PR+ Cells Add Prognostic Value in Luminal A Breast Cancer
Cutoff of >20 percent progesterone receptor positive cells predicts survival differences
FRIDAY, Dec. 14 (HealthDay News) -- Semiquantitative immunohistochemical expression of progesterone receptor-positive tumor cells improves prediction of survival within luminal A breast cancers, according to a study published online Dec. 10 in the Journal of Clinical Oncology.
Aleix Prat, M.D., from the University of North Carolina at Chapel Hill, and colleagues analyzed gene expression and pathologic features in primary tumors across five independent breast cancer cohorts to improve current immunohistochemical subtyping of genomically defined luminal A and B subtypes. The researchers derived and independently tested optimal cut-offs of percentage of PR positive tumor cells to predict survival.

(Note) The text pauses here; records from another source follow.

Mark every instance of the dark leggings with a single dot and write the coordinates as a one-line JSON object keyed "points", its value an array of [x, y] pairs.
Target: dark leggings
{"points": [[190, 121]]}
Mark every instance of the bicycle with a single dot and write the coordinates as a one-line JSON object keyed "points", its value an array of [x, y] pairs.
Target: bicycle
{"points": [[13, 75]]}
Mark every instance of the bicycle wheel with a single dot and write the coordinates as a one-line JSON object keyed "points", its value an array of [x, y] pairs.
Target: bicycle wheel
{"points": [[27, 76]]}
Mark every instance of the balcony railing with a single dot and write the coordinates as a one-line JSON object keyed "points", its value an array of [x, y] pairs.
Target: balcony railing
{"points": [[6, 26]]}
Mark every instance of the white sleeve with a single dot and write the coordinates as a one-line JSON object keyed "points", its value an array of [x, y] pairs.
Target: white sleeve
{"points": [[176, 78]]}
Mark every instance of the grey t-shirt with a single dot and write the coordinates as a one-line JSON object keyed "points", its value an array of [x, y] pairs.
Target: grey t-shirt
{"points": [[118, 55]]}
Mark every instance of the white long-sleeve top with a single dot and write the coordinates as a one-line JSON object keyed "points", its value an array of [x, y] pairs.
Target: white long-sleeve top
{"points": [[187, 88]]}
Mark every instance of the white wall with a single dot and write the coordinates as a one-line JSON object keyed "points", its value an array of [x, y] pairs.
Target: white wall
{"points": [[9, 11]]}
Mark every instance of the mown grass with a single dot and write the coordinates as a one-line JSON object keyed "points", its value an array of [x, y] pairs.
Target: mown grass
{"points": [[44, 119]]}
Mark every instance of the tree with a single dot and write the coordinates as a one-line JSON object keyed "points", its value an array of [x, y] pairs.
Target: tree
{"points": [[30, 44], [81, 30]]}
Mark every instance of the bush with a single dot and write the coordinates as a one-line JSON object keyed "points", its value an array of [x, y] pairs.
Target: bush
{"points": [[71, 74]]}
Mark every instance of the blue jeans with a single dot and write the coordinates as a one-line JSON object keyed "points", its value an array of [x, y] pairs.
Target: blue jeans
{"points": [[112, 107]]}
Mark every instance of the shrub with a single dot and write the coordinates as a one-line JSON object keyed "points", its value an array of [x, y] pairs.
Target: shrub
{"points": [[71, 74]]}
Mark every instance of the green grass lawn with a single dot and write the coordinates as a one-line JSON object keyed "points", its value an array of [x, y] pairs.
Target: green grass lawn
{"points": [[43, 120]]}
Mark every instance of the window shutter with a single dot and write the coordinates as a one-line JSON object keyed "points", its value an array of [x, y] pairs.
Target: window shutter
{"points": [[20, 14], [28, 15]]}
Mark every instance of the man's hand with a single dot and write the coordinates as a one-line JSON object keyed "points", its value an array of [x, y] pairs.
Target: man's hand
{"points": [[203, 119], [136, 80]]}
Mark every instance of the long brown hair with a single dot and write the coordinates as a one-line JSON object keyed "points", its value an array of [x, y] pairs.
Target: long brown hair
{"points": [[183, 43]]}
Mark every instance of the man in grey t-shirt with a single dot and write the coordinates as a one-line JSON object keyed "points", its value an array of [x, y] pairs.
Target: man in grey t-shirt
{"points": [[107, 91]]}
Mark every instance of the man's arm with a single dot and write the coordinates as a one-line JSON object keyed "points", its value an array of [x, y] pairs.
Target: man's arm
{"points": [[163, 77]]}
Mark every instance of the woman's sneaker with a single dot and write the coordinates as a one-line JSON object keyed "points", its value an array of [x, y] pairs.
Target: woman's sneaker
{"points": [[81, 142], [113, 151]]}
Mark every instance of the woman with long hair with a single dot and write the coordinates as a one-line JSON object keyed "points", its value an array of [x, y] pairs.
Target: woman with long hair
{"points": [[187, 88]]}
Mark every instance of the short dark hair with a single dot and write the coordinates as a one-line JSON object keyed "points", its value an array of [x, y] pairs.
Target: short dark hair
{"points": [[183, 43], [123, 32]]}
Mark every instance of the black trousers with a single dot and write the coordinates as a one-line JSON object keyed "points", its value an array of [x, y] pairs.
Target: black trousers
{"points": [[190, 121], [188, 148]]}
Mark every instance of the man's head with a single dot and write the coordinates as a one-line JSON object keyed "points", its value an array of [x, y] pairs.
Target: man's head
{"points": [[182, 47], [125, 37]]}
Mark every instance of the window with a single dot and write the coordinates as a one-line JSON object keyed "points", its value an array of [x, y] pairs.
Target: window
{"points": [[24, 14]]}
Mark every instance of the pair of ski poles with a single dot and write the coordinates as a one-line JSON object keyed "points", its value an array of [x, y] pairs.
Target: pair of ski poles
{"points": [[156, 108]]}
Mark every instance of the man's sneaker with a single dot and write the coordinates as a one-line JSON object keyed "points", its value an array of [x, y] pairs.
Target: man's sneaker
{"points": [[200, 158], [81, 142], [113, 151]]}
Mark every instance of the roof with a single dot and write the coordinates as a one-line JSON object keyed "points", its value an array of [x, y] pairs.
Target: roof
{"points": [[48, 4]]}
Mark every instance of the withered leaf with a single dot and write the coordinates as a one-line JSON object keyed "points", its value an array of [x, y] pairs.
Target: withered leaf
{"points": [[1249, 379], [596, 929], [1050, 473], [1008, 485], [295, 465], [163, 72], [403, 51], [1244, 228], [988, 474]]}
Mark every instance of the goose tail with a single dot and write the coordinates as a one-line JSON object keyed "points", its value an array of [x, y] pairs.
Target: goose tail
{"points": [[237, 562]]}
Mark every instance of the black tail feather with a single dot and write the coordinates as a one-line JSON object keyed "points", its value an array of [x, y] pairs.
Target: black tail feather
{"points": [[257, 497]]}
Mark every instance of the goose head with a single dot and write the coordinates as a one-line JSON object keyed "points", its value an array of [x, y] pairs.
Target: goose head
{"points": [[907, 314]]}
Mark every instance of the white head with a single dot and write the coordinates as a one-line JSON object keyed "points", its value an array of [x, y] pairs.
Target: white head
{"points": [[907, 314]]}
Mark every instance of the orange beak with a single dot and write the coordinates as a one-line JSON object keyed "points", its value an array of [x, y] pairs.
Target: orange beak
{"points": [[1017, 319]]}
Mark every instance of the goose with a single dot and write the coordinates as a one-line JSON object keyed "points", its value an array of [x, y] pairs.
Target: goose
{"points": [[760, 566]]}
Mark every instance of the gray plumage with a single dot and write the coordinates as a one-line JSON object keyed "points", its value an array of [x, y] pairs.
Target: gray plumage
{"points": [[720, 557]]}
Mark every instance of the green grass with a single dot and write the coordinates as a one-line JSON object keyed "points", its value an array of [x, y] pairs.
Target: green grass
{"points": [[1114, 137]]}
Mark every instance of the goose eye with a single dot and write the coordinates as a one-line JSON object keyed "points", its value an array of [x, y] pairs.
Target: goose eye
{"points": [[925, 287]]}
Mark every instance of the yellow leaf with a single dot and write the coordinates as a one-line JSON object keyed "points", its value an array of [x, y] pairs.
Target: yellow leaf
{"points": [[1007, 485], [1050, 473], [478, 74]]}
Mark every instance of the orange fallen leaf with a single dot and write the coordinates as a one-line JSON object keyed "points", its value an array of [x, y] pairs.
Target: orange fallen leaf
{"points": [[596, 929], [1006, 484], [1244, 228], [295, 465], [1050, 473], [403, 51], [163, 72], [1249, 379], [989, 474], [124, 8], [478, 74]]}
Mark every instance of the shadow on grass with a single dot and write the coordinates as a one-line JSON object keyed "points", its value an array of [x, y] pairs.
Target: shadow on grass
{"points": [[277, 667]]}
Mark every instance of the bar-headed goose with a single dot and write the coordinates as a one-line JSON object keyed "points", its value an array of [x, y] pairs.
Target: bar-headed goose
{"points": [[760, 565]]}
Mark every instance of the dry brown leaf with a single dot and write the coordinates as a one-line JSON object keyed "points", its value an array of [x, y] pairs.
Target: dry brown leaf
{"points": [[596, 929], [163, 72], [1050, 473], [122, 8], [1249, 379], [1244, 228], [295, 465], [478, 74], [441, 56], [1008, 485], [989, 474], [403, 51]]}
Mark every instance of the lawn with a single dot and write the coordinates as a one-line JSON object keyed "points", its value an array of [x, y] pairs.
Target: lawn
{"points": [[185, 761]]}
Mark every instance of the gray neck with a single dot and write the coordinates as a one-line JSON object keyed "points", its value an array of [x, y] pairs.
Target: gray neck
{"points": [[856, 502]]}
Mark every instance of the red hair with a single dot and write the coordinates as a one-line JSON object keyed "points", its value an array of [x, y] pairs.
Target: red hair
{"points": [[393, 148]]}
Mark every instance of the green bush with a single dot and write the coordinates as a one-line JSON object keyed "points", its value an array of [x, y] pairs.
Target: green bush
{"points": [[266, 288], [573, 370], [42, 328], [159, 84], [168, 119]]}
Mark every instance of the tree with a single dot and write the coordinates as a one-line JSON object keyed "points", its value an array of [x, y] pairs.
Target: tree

The researchers found that in luminal A tumors there were consistently higher rates of PR positivity, human epidermal growth factor receptor 2 (HER2) negativity, and histologic grade 1, compared to B subtypes. Luminal A tumors also had significantly higher quantitative PR gene and protein expression. Independent of endocrine therapy administration, an empiric cut-off of more than 20 percent of PR-positive tumor cells was significant for predicting survival differences within immunohistochemical-defined luminal A tumors. The immunohistochemical 4 score had no additional prognostic value within hormonal receptor (HR) positive/HER2-negative disease when intrinsic immunohistochemical-based subtypes were used that included more than 20 percent PR-positive tumor cells
"Semiquantitative immunohistochemical expression of PR adds prognostic value within the current immunohistochemical-based luminal A definition by improving the identification of good outcome breast cancers," the authors write. "The new proposed immunohistochemical-based definition of luminal A tumors is HR positive/HER2 negative/Ki-67 less than 14 percent, and PR more than 20 percent."
Several authors disclosed financial ties to BioClassifier.